Оба большую часть времени проводили на работе. Фирма, где работала Ольга раскрутилась до размеров настоящего туристического монстра, соответственно требуя от сотрудников максимум отдачи и сил. Виктор ставил на финансовую основу отечественный спорт. Но за год до этого произошли события, которые и проложили глубокую трещину в их семье.
Ольга завела роман на стороне. Водитель Виктора, блондин с выразительными синими глазами, произвел на нее неизгладимое впечатление, и в один прекрасный день она соблазнила парня своих ночных грез в собственной квартире. Виктор в это время отдыхал под Эльбрусом, и она две недели предавалась любовным утехам на их широкой двуспальной кровати. Олег оказался отличным любовником и удовлетворял ее настолько, что и после возвращения законного супруга они не расстались. Только перенесли место встреч на квартиру Олега.
Виктор же вернулся какой-то другой, жизнерадостный и счастливый, помолодевший лет на десять. Лишь спустя полтора года Ольга узнала от своего любовника о причине всех этих изменений, произошедших с ее мужем. Брак их на глазах разваливался, но Виктор стремительно шел вверх, и разрыв с ним ничего хорошего не сулил. В последнее время Ольга все больше задумывалась над тем, чтобы организовать собственное туристическое агентство. Опыт работы и связи у нее имелись. Оставался открытым лишь вопрос денег. А поскольку карман папы уже не был таким тугим, как раньше, надежда оставалась только на супруга. И тут, как снег на голову — провинциальная девчонка, почти ребенок. Но Ольга была не из той породы, которая запросто отдает свое.

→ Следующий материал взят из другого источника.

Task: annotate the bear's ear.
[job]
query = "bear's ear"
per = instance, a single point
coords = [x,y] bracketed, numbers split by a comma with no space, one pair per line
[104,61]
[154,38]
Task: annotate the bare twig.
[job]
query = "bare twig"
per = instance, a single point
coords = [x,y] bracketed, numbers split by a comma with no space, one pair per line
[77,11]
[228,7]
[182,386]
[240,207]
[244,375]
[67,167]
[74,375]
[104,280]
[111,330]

У нее созрел план, суть которого состояла в следующем: договориться с любовницей мужа не пороть горячку, пусть себе встречаются на здоровье — она сама имеет любовника, — но не в ущерб официальному браку. А там будет видно, за два года многое может измениться. И в их с Виктором отношениях тоже. Но для осуществления этого замысла необходимо было познакомиться с девчонкой. И Ольга, предусмотрительно прихватив для полюбовной беседы бутылочку коньяка, отправилась к пассии мужа.
Девочка оказалась совсем юной. И красивой. У Виктора определенно был вкус, хотя в этом Ольга никогда и не сомневалась. Римма, так звали юную особу, от заявления Ольги испытала шок, это наглядно отразилось на ее милом личике. Ольга же испытала внутреннее удовлетворение. Впрочем, в дальнейшем девчонка взяла себя в руки и держалась достойно. Ольге это в ней тоже понравилось…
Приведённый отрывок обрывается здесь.